A comparable pattern of differences emerges from genetic studies of mice and humans. For example, inbred strains of laboratory mice share most of their protein-coding genes with humans [41]. However, as reported by Yue et al. [41], “the Mouse ENCODE Consortium mapped transcription, DNase I hypersensitivity, transcription factor binding, chromatin modifications and replication domains throughout the mouse genome in diverse cell and tissue types,” and compared those results with data from humans. They found considerable “divergence of sequences involved in transcriptional regulation, chromatin state, and higher order chromatin organization” [41]. Many other studies lead to the same general conclusion, i.e., that there are quite important differences related to genetic regulation between mice and humans, such as in the patterns of gene expression seen during development [42] or RNA expression profiles for both coding and noncoding regions [43], which the authors state, “likely reflects fundamental physiological differences…”.

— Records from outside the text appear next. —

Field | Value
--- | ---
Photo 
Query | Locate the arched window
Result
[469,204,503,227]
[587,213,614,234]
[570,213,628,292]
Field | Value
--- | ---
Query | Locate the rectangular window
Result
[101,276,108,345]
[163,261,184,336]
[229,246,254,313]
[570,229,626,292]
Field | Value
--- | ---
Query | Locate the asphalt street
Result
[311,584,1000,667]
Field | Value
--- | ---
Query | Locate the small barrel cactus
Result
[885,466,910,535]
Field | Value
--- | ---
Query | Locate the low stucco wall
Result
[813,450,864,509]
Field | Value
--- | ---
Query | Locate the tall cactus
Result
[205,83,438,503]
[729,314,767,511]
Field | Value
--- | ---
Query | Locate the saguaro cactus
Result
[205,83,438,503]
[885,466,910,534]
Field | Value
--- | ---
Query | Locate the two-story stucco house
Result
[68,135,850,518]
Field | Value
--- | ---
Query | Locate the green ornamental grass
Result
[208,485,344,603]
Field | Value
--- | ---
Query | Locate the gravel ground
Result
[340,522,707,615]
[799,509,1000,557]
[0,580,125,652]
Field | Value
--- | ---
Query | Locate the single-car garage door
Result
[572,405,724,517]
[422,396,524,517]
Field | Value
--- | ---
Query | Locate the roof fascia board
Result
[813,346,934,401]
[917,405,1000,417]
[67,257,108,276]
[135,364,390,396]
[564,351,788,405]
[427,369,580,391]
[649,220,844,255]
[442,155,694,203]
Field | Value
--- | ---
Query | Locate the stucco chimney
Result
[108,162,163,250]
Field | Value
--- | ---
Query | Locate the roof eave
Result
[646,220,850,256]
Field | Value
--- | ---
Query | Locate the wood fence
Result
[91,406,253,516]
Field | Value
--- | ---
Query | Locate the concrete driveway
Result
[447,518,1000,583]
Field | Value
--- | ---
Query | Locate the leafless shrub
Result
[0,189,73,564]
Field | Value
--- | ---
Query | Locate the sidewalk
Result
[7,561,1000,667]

While it certainly is not surprising that differences exist between humans and mice in key aspects of immunological and genetic regulation, similarities in these biological processes do exist between the species. What then becomes important for investigators is to understand which mechanisms are similar between humans and mice (or any other preclinical animal disease model) and which are different, so that preclinical studies aimed at developing novel therapies can be best designed for likely translation into effective clinical human treatments. For example, the work of Godec et al. [44] and Li et al. [45] have generated data sets of genetic patterns of immune reactivity in humans and mice for different conditions, e.g., sepsis and inflammation, that show both differences and similarities. These then can be used by investigators to target specific genes or mechanistic pathways that are best conserved between the species and, thus, likely to be most valuable in novel therapeutics discovery. The same is true when looking at specific genetic components of diseases, e.g., when trying to develop the best animal models for use as models of human neurological diseases [46] and human DNA repair [47]; there are both similarities and differences between humans and different animal models.

Conclusion

As noted at the outset of this chapter, results from human clinical trials often are not as expected from the preceding preclinical animal studies. Animal experiments are still necessary in the process of developing new therapies. However, there is a critical need to study humans not only to determine if therapies developed in animals are safe and effective but also to appreciate physiological differences, manifested in genetic, immunological, and other characteristics, that will permit the development of better therapies in the future. Human clinical trials are experiments, and in order to move forward, we need to understand human biological mechanisms with as much detail as we can possibly garner from experiments in mice and other animal models.